The two inmates who killed Ann Harrison are still alive 25 years later and claiming the same excuse to have their lives spared. Let’s get justice for the victims and their families.
If we are not going to execute them, then get rid of the death penalty because we can’t seem to apply it, and just give those convicted of murder life in prison.
Many times our president stated, “If you like your insurance you can keep it.” He said this numerous times in the days leading up to passage of his health-care system and also many times since the passage of it.
It seems to me that this was a very erroneous statement from him, if not a deliberate lie. What bothers me most is the liberal news media claiming that these were statements made on the campaign trail, either while President Barack Obama was seeking re-election or during the passage of his agenda.

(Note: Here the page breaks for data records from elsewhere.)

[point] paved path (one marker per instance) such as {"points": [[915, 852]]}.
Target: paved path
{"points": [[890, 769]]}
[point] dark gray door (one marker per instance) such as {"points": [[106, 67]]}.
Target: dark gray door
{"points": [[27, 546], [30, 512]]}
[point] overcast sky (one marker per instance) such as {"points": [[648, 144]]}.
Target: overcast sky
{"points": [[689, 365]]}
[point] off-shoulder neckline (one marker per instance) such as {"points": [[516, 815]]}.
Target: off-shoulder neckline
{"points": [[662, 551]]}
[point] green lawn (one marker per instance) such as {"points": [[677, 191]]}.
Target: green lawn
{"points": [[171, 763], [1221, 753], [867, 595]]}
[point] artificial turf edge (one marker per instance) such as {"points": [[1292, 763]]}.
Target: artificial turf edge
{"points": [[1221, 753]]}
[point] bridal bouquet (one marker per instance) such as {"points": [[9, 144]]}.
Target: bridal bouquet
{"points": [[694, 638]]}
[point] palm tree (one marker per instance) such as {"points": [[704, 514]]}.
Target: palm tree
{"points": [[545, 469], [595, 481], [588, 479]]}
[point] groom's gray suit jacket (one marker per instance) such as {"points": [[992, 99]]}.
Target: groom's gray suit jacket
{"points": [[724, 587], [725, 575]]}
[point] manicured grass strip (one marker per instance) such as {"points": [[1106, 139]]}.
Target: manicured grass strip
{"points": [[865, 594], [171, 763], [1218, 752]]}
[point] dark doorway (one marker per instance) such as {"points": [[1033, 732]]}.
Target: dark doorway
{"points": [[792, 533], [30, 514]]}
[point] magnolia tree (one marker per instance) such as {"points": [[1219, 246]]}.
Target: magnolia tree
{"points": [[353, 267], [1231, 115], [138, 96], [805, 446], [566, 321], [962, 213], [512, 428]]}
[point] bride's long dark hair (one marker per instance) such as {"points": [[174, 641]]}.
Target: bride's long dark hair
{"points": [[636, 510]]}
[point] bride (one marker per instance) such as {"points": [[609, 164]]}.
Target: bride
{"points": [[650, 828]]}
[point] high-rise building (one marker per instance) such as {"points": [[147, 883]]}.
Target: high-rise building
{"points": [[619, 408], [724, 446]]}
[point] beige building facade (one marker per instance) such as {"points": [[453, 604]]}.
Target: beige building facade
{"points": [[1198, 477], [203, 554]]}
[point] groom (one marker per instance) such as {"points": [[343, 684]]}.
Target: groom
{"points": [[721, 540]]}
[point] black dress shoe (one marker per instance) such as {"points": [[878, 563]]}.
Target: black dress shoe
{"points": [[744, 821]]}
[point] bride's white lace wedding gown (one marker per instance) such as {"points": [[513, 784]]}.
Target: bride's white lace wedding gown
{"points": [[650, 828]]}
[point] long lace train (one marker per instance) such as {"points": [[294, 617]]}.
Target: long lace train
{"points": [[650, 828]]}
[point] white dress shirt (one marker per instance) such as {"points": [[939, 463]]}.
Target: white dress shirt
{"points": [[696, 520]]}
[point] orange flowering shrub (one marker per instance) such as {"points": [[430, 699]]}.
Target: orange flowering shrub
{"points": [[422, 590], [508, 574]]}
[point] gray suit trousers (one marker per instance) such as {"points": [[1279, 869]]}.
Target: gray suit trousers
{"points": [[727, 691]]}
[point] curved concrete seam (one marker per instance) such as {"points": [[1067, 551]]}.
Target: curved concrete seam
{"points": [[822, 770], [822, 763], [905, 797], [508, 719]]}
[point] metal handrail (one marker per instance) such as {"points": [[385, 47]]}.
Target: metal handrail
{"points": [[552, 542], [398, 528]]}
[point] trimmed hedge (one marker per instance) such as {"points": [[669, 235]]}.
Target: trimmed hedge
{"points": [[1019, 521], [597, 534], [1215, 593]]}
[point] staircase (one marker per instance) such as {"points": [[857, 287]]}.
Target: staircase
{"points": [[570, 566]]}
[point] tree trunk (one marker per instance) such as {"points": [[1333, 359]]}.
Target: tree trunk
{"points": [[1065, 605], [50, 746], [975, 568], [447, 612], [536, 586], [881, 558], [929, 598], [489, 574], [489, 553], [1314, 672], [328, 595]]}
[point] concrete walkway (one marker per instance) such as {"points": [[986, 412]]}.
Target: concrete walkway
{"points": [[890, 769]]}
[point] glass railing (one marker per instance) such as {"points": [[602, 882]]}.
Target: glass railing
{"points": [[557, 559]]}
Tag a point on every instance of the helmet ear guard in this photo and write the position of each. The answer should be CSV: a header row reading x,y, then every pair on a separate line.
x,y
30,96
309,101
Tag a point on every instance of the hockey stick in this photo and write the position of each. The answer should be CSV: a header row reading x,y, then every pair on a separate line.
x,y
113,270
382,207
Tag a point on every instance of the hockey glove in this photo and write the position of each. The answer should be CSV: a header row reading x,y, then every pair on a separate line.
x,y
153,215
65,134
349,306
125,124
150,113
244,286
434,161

The liberal media state that everyone lies during these elections and in the push for legislation. It is too bad that our great country’s leaders and wannabe leaders cannot be trusted to state their beliefs very clearly and truthfully.
Why aren’t we all holding their feet to the fire and requiring them to be forthright and truthful? Why do we allow these untruths and half-truths to continue with our elected officials?
George E. Hook
Toxic tar sands
Although I was glad to see Enbridge’s Flanagan South tar-sands pipeline finally get front-page coverage, the greatest danger from this pipeline wasn’t even mentioned (1-26, A1, “Pipeline work pumps energy into economy”).
Yes, a major spill from a pipeline pumping more than 25 million gallons of diluted tar sands bitumen every day would be disastrous, particularly if it occurred where the pipe is buried under the Mississippi River or the Missouri River or in the Marais des Cygnes National Wildlife Refuge.
As bad as that would be, however, the effect would be regional.
If Enbridge gets its way, Flanagan South will have a massive effect on the global climate because it’s the vital link Enbridge needs to more than quadruple the amount of bitumen it ships to the Texas Gulf Coast, where it is refined and sold on the world market.
It takes significantly more energy to produce synthetic crude oil from bitumen than to produce conventional oil, which means more carbon is pumped into the atmosphere for every barrel. And the tar sands are the second biggest pool of carbon on Earth.
If we’re to preserve a livable climate, we need to leave as much of the tar sands in the ground as possible.
Light up Kauffman
I would love to see dramatic, attractive night lighting added to the north facing shells of the Kauffman Center for the Performing Arts downtown. How has this been overlooked? The Kauffman Center is one of the crown jewels of the area. It is a new icon for the city.
And yet the gleaming stainless steel shells are dark and barely noticeable most nights, when they could be a dramatic and attractive beacon for our newly vibrant urban core.
There is no excuse to let such a powerful architectural and civic statement sit so quietly once the sun sets over Kansas City.
Being a fairly new resident of the Kansas City metropolitan area, I enjoy reading the letters to the editor to get to know people’s ideas about everything. However, when I read something I really enjoy, I have this urge to click “like” and write a “comment.”
Thanks for care
I want to thank the medical and administrative staff at the University of Kansas Cancer Center in the Northland. Its treatment of my lymphoma has always been done with my best interest in mind.
I especially want to thank Dr. Jeremy Flanagan and the nurses in the infusion room. I’m sure I’m not always the best patient, but I’m certain I’m the most appreciative.